When you run this example, you'll see output like:

Sending request with tools: web_search_preview and image_generation

Non-streaming reply:
================================================================================

[Message 0]
--------------------------------------------------------------------------------

Here's the latest news from today: [summary of current news]

Annotations: [citations and sources from web search]

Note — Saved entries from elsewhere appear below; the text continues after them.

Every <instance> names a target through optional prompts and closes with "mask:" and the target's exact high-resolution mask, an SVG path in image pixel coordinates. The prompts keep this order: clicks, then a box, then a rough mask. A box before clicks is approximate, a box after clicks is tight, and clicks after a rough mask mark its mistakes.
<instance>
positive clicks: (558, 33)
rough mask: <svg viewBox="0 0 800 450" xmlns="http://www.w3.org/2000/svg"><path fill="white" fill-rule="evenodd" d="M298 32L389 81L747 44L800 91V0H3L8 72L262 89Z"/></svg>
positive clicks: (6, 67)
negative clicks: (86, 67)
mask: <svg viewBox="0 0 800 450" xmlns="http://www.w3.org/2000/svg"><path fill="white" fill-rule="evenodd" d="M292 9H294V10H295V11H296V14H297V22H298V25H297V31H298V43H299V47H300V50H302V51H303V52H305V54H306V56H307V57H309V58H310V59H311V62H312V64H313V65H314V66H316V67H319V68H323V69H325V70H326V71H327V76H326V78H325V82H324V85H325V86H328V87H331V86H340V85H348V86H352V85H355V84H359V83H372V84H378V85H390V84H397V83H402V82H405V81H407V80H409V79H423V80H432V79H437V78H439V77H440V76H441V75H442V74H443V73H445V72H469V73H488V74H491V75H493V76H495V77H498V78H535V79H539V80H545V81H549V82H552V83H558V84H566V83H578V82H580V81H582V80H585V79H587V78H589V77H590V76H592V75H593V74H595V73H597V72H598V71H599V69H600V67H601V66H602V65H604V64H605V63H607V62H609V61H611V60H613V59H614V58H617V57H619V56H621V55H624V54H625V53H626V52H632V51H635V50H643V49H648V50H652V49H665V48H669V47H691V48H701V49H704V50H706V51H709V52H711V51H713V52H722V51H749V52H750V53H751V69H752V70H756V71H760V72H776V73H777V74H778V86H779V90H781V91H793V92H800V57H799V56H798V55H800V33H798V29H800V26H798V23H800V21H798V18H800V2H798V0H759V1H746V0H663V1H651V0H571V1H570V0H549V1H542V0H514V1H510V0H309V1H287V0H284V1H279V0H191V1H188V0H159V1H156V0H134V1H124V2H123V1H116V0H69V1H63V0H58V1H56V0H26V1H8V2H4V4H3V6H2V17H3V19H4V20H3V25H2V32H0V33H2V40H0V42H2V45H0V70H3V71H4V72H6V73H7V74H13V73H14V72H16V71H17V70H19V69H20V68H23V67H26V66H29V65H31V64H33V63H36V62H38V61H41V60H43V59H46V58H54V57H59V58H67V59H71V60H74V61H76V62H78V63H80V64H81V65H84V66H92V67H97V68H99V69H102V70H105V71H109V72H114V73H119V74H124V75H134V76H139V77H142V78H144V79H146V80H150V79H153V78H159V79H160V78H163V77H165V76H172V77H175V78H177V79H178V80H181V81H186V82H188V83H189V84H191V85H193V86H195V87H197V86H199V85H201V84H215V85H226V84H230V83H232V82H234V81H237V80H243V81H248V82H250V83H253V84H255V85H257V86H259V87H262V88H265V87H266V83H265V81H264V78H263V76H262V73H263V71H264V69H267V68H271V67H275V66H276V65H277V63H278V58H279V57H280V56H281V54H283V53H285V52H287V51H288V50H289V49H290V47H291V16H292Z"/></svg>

================================================================================

[Image Generation Call 1]
✓ Successfully saved image to: generated_image_1.png

AI-Powered Image Generation with Responses API

The actual news content and image will vary based on what's happening when you run it!

Summary

This example demonstrates how to use the Responses API to create multi-tool workflows that combine web search and image generation. The key steps are:

  1. Build a CreateResponse request with the desired tools (WebSearchTool and ImageGenTool)
  2. Initialize the VlloraLLMClient with your API credentials
  3. Send the request and receive structured outputs
  4. Process different output types: extract text from OutputItem::Message and decode base64 images from OutputItem::ImageGenerationCall
  5. Save decoded images to disk using standard Rust file I/O

The Responses API enables powerful, structured workflows that go beyond simple text completions, making it ideal for building applications that need to orchestrate multiple AI capabilities.